Why aren’t there more female Lego characters elsewhere? The real problem with Lego Friends is actually all the other Legos that aren’t Lego Friends. Why aren’t approximately half of all Lego minifigures female? I get that there aren’t many girl Teenage Mutant Ninja Turtles, so for licensed properties Lego’s options are limited. But when I crack open an Elite Police set, I’d hope that half the Elite Police (and half the robbers!) would be female.
Why aren’t any of the Friends boys? Like, none. I think there’s a male mayor(!), and Olivia’s dad. That’s it.
Disapointment
My disappointment is not that Lego Friends are inadequate for my daughters. It’s that they exclude my son.
The first thing Orion does, when he emulates a model (example: Warg Attack) from the catalog using Legos at hand, is build the characters. He cares about giving them the right hair, right clothes, right accessories, right facial expressions. His total mode of play is classic Lego Maniac: he’ll spend hours at a single model. But there’s room in that play for the social/imaginitve play theories in Lego Friends.
Orion likes Henry Huggins and Beezus and Ramona. He gives his friends hugs. He likes to do nice things for people. He plays dress up. He likes to model simple social interactions with his Legos. But he’d rather build. Iris, despite being only two years old, shows almost the opposite proclivities.

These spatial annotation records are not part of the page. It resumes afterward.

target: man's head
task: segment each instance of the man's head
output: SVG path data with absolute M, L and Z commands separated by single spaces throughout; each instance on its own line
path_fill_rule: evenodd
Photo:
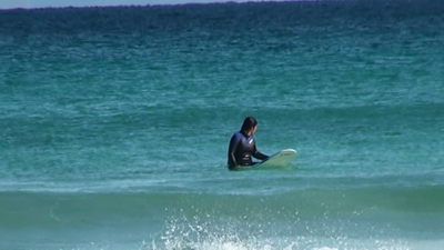
M 258 121 L 254 117 L 248 117 L 243 120 L 242 131 L 253 134 L 256 131 Z

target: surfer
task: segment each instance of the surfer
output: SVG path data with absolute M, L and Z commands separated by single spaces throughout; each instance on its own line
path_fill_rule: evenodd
M 251 157 L 259 160 L 265 160 L 269 156 L 261 153 L 256 149 L 254 141 L 254 132 L 256 131 L 258 121 L 253 117 L 248 117 L 243 121 L 240 131 L 235 132 L 230 140 L 229 147 L 229 169 L 233 170 L 238 166 L 252 166 L 253 162 Z

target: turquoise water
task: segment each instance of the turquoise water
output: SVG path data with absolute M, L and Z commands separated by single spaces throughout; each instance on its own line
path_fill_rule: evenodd
M 444 6 L 0 11 L 1 249 L 441 249 Z M 226 169 L 230 137 L 286 169 Z

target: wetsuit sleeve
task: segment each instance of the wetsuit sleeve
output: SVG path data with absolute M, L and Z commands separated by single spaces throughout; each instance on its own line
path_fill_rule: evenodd
M 256 149 L 256 146 L 255 146 L 255 144 L 254 144 L 254 152 L 252 153 L 252 156 L 253 156 L 254 158 L 259 159 L 259 160 L 266 160 L 266 159 L 269 158 L 269 156 L 263 154 L 262 152 L 260 152 L 260 151 Z
M 240 138 L 236 137 L 235 134 L 231 138 L 230 140 L 230 147 L 229 147 L 229 167 L 236 167 L 238 161 L 235 160 L 235 151 L 238 150 L 238 146 L 240 143 Z

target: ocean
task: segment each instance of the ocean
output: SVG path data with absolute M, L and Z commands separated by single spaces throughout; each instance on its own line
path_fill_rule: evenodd
M 0 249 L 443 249 L 444 4 L 0 10 Z

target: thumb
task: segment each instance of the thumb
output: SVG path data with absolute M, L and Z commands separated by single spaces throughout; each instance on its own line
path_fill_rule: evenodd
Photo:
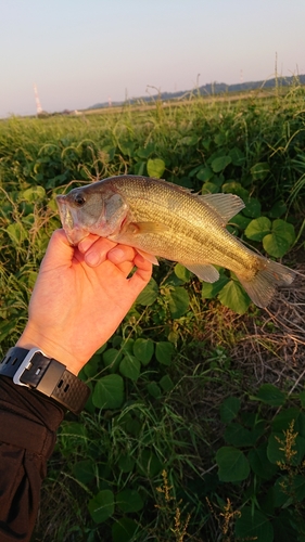
M 41 262 L 41 269 L 71 266 L 74 256 L 74 247 L 66 238 L 64 230 L 55 230 L 50 238 L 46 255 Z

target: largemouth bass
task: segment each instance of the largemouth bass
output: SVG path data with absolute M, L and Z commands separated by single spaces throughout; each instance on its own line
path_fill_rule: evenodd
M 258 307 L 295 273 L 245 247 L 226 229 L 244 203 L 233 194 L 198 195 L 148 177 L 111 177 L 56 197 L 71 244 L 89 233 L 130 245 L 153 263 L 156 256 L 180 262 L 205 282 L 214 266 L 233 271 Z

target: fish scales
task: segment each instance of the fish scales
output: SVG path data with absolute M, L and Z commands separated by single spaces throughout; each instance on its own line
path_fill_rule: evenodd
M 56 199 L 72 244 L 94 233 L 134 246 L 154 263 L 155 256 L 179 261 L 207 282 L 219 278 L 214 266 L 225 267 L 258 307 L 295 276 L 229 233 L 227 222 L 244 207 L 233 194 L 203 196 L 158 179 L 118 176 Z
M 257 258 L 224 229 L 224 221 L 215 209 L 205 205 L 204 198 L 200 199 L 175 184 L 149 184 L 139 178 L 130 190 L 128 179 L 117 184 L 115 179 L 113 181 L 113 185 L 128 197 L 136 222 L 166 223 L 167 228 L 160 233 L 142 234 L 141 248 L 157 250 L 158 256 L 183 263 L 211 262 L 213 251 L 213 263 L 223 267 L 228 267 L 234 255 L 234 272 L 244 270 L 246 264 L 252 276 L 257 268 Z M 114 238 L 124 243 L 124 235 Z

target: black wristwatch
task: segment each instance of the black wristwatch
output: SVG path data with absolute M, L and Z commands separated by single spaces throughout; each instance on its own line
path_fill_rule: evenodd
M 75 414 L 81 412 L 90 395 L 84 382 L 39 348 L 10 348 L 0 362 L 1 375 L 9 376 L 18 386 L 39 391 Z

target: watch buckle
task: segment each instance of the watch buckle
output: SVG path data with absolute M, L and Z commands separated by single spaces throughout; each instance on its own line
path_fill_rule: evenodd
M 18 386 L 25 386 L 26 388 L 30 387 L 28 384 L 24 384 L 23 382 L 21 382 L 21 377 L 24 374 L 24 372 L 30 367 L 31 360 L 37 352 L 42 353 L 42 356 L 45 356 L 42 350 L 40 350 L 39 348 L 31 348 L 31 350 L 29 350 L 29 352 L 26 354 L 25 359 L 23 360 L 23 362 L 21 363 L 21 365 L 18 366 L 17 371 L 13 376 L 14 384 L 17 384 Z

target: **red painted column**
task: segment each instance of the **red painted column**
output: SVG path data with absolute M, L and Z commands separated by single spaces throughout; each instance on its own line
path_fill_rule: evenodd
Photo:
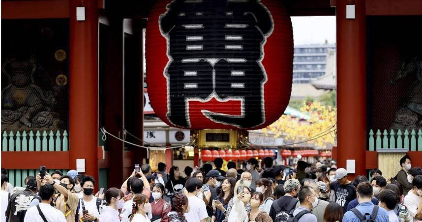
M 346 19 L 348 0 L 337 0 L 337 166 L 356 160 L 356 173 L 366 175 L 366 32 L 365 0 L 355 0 L 355 18 Z
M 85 159 L 86 174 L 98 181 L 98 13 L 95 0 L 70 0 L 69 143 L 70 166 Z M 85 20 L 76 21 L 76 7 L 85 7 Z M 54 10 L 54 9 L 52 9 Z

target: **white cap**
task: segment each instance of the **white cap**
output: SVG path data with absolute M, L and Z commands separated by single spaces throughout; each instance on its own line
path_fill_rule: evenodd
M 344 168 L 339 168 L 335 170 L 335 175 L 334 176 L 334 179 L 335 180 L 339 180 L 345 176 L 347 175 L 347 171 Z

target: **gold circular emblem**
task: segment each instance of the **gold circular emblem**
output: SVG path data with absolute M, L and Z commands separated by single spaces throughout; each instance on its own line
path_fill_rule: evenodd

This isn’t because “Orion is a boy” and “Iris is a girl,” it’s because Orion has one package of preferences (objects, numbers, spatial relationships, minutiae) and Iris has another (people, words, social relationships, gestalt).
The Lego Friends characters don’t do anything that I wouldn’t be proud to see my kids doing in The Real World.
If I had my way, Lego would make more pink bricks and fewer guns, and they’d be less shy about mixing those together. Why don’t Lego Friends solve mysteries? Dive for sunken treasure? Explore houses reputed to be haunted? Rescue each other from dangerous situations? Conversely: why aren’t the new, more detailed figures being worked into other product lines? Why aren’t there Pink Ninjago ninjas? Why are all the Ninjagos boys?